Types of Food Claims
In the U.S., the FDA sets some common definitions for certain food claims. Specifically, the FDA regulates three types of claims. The FDA doesn’t always pre-approve these claims. But manufacturers must have substantial proof that their claim isn’t misleading.
Nutrient claims. They include words like "low," "high," "reduced," and "free." If a company wants to say "low sodium" on packaging, for instance, the product has to meet the FDA’s definition of low sodium.
Health claims. For example, a label could say that getting enough calcium throughout your life, and having a balanced diet, may lower your chances of getting osteoporosis.
Structure/function claims. These describe how a nutrient or ingredient affects your body, like a milk carton that says calcium helps build strong bones.
Food Claims You May See
Organic. The National Organic Program (NOP) within the USDA is in charge of the green-and-white organic label you see on some produce and packaging. Foods that have it were made the most natural way possible as defined by NOP guidelines.
Made With Organic. If a product is labeled as being "made with organic [ingredient]," at least 70% of that ingredient must be organic. For example, a label might say "made with organic oats." These products don't get the USDA organic label.
Gluten-Free. This label is important for people with gluten sensitivity or celiac disease, an autoimmune condition. There is no FDA symbol for this standard. But you can trust a gluten-free claim on most foods.
Cage Free vs. Free Range vs. Organic.
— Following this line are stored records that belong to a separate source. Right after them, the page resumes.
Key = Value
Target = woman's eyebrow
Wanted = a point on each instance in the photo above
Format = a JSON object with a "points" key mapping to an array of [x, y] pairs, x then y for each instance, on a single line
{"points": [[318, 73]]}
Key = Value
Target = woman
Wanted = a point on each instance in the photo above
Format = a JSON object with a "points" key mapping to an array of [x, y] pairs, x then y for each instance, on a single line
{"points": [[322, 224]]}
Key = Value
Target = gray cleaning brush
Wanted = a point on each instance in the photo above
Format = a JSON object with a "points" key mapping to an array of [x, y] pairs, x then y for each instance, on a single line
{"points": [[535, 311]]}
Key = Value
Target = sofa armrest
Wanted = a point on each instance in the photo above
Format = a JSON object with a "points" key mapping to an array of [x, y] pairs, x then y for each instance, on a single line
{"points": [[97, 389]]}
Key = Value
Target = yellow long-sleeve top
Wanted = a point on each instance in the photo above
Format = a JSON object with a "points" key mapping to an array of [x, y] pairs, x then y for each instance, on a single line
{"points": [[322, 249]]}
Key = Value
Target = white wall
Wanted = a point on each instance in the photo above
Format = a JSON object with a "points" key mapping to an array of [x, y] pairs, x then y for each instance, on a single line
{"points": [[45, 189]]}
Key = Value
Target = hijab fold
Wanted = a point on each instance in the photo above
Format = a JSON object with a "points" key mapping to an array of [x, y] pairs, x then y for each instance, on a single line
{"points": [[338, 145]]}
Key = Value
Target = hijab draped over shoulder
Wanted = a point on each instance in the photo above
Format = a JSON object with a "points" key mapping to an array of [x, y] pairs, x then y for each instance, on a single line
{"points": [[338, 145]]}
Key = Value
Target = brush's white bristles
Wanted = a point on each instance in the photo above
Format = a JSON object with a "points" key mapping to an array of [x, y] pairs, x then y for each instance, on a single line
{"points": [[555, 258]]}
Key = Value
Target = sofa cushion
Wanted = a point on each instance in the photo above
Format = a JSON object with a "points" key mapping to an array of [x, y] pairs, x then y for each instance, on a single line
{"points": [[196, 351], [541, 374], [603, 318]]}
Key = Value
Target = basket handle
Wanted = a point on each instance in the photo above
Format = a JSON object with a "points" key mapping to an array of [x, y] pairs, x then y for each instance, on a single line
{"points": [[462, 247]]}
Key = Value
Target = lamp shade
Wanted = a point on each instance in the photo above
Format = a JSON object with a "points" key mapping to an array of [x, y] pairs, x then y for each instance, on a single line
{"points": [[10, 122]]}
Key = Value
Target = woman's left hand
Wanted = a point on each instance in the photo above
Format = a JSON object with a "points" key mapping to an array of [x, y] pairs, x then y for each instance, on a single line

You may see this claim on eggs, poultry, or meats.
- Cage free means hens are still in a closed space, but they have room to walk around.
- Free range means they get outdoors, even if it’s fenced in.
- Organic produce and meats were grown or raised in soil free of synthetic fertilizers and pesticides, or allowed to graze on pastures and fed organic feed without antibiotics or hormones. Organic eggs come from free-range hens raised on organic feed.
Wild Caught vs. Farm Raised. Wild caught means the seafood was caught in a lake, ocean, or another natural body of water. Farm raised means they’re raised in tanks or in net cages offshore.
Food Claims to Watch Out For
Some health claims on foods lack official definitions. It doesn’t necessarily mean you can’t believe the claims. But it does mean it’s best to pay closer attention.
Lightly sweetened. Food labels can’t say "low sugar" because there isn’t an FDA definition for the phrase. Companies go around this rule by using a similar phrase. Since "slightly sweet" is up for interpretation, check the nutrition labels of products that make the claim.
Healthy. The FDA is updating its definition for this claim. Until then, companies can make the "healthy" claim if the fats in their foods are mostly mono- and polyunsaturated fats. The healthy claim also can be used on products that have at least 10% of the Daily Value of potassium and vitamin D.
Natural. This word has no official definition, so it can be misleading. Natural usually means that nothing artificial has been added to the product itself. But it doesn’t cover production methods or use of synthetic pesticides and other non-natural things during growing.
Humanely raised. This isn’t a controlled term by the FDA, so check for third-party certifications to back up claims.
Hormone free. All animals have hormones. With dairy, beef, or lamb, look for "no added hormones" instead. Poultry, veal, eggs, bison, and pork are all free of added hormones because they’re banned by law.